世間知らずのエリザベスに取って意味のわからない言葉もちらほらと出ていたが、すべてが新鮮で聴き入っていた。
いつ以来だろうか、こんなに賑やかなのは。
父が亡くなって以来、ここまで話したことは無い。
色褪せていた世界が急に彩られていくかのような感覚を覚えた。
「メールディアではだいたいこんな感じだったぞ」
「ありがとうございます、ケイオスさん。すごく楽しかったです!」
「……そうか」
ひとしきり話し終えたケイオスにエリザベスは礼を言った。
そして話していく中で初めは怖い人だと思っていたけれど、本当にいい人なのだと実感する。
彼ならば何とかしてくれるのでは無いのだろうか。
「ケイオスさん、お願いがあります。地下にある宝珠を壊して頂けませんか」
屋敷の地下はエリザベスの父の実験室であり、父はここでよくマジックアイテムを造ったりして過ごしていた。

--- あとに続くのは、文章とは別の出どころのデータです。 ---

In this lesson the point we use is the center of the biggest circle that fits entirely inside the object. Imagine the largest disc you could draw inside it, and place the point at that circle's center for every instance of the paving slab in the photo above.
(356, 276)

彼女の生前の頃も今の状態になってからも頻繁に訪れた事はない。
彼女の父が存命だった頃の地下室はきちんと掃除されていて、本や標本、マジックアイテムなどが整理されていた印象が強かったが、長年放置された地下室は埃に塗れていて、蜘蛛の巣が張り巡らされているような状態で見る影もない。
その部屋にある台座に鎮座した宝珠が一つ。
これが彼女が壊して欲しい宝珠だった。
「これか?」
ケイオスが確認する為にエリザベスを問う。
「はい、これがある限り私はこの屋敷から出られません。これを壊せば解放されるはずです。私では屋敷内の他の物なら干渉できるんですが、あの宝珠は触れる事ができなくて」
エリザベスが近付こうとすると、まるで見えない壁があるかのように結界に阻まれて進めない。
「だからどうかお願いします。あれを壊してください」
「……わかった」
ケイオスはゆっくりと杖を振りかぶり宝珠を叩き壊す。
ケイオス自身は何も感じなかったかもしれないが、エリザベスは長年身体に感じていたものが失われていくのを感じた。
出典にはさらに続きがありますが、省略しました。